Have you ever seen yourself having sex? You don’t look human. You are a thing… But I wouldn’t put it past Karp to have one last joke on anyone who found these tapes, and I had to be sure. I pressed PLAY.
If I hadn’t known what to expect, it would have taken me a moment to work out what I was seeing because the body, naked and bound and writhing, and observed close-up, does not move in familiar ways. He must have had remote control on the camera, because the focus zoomed in and out; one minute it was a close-up of a belly and right thigh, slippery with sweat and other things, looking white and enormous and inhuman, the next she was hanging there, about eight feet away. I fast-forwarded until the hanging, writhing figure moved its head and I saw its face. It was Tammy.

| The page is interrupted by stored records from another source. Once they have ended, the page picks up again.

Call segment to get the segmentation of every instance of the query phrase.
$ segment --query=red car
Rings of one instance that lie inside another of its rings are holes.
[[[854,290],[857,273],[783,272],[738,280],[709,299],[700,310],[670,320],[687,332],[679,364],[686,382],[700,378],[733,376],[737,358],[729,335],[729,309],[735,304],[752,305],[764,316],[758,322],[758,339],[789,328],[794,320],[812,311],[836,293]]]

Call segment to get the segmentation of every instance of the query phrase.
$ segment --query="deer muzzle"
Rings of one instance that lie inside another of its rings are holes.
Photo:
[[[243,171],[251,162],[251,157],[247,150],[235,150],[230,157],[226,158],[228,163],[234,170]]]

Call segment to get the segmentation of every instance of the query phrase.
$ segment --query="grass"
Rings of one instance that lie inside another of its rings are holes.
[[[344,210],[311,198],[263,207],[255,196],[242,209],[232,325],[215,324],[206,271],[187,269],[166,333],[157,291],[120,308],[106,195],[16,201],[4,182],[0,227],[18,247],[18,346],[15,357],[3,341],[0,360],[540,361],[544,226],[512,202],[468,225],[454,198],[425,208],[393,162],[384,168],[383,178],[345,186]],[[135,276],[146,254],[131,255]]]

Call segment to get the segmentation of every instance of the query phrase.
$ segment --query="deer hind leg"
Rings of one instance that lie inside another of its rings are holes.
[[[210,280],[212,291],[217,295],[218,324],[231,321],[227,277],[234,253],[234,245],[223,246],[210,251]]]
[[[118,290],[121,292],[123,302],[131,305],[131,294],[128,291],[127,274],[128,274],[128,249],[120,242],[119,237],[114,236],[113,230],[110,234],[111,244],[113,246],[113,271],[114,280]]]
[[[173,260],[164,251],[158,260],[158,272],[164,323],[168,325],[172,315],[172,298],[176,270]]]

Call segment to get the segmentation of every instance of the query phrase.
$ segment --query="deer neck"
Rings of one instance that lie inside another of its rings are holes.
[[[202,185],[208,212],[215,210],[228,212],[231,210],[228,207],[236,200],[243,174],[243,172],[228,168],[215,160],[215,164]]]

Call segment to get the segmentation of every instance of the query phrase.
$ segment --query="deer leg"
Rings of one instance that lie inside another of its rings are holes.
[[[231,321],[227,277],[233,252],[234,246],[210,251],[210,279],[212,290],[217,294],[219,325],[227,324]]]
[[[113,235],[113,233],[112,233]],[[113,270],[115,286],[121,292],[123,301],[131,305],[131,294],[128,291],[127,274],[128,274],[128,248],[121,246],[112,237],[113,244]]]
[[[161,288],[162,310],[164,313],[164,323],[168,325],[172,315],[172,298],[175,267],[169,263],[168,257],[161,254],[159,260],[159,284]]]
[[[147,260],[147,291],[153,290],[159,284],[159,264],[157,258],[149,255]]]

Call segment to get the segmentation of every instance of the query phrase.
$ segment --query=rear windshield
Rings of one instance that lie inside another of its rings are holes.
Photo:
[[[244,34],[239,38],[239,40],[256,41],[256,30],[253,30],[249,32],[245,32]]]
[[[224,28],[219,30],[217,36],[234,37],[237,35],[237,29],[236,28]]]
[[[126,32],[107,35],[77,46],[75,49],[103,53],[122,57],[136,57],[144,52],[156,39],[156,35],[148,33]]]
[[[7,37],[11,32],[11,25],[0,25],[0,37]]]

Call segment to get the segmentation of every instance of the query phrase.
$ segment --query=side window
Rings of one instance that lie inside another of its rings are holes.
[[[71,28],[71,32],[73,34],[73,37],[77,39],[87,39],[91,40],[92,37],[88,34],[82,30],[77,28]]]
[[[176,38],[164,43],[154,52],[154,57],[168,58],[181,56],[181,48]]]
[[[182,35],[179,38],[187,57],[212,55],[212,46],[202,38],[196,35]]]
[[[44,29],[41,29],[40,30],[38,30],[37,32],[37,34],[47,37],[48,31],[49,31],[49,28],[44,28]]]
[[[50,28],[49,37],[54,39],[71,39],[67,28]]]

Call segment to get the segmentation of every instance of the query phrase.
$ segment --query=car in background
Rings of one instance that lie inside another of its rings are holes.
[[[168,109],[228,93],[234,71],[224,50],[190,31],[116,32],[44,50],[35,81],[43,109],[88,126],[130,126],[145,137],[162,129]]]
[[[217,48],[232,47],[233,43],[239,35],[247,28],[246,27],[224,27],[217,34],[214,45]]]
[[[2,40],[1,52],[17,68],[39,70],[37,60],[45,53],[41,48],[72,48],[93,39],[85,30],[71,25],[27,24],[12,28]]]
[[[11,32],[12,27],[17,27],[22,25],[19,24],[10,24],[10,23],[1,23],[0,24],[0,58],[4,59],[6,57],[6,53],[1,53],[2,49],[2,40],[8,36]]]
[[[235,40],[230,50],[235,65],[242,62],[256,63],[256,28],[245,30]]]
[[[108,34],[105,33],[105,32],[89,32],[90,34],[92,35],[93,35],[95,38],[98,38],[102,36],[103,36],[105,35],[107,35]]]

My hand shook slightly when I pulled the tape out and put it in my jacket pocket. No one but a lover should ever see such an expression, and then only fleetingly, yet here it was, captured forever.
I went back into the living room. Twenty-two tapes. I carried them eleven at a time into the kitchen. Only six would fit in the microwave at once. I tried the first batch on thirty seconds, picked one at random, Jean— who were you? what dreams of yours did he destroy?—and trotted it through to the office, where I played it. Nothing but a snowstorm. Perfect. Back in the kitchen I did the same for the other three batches, then carried them all to the living room and put them back on the shelves in the right order.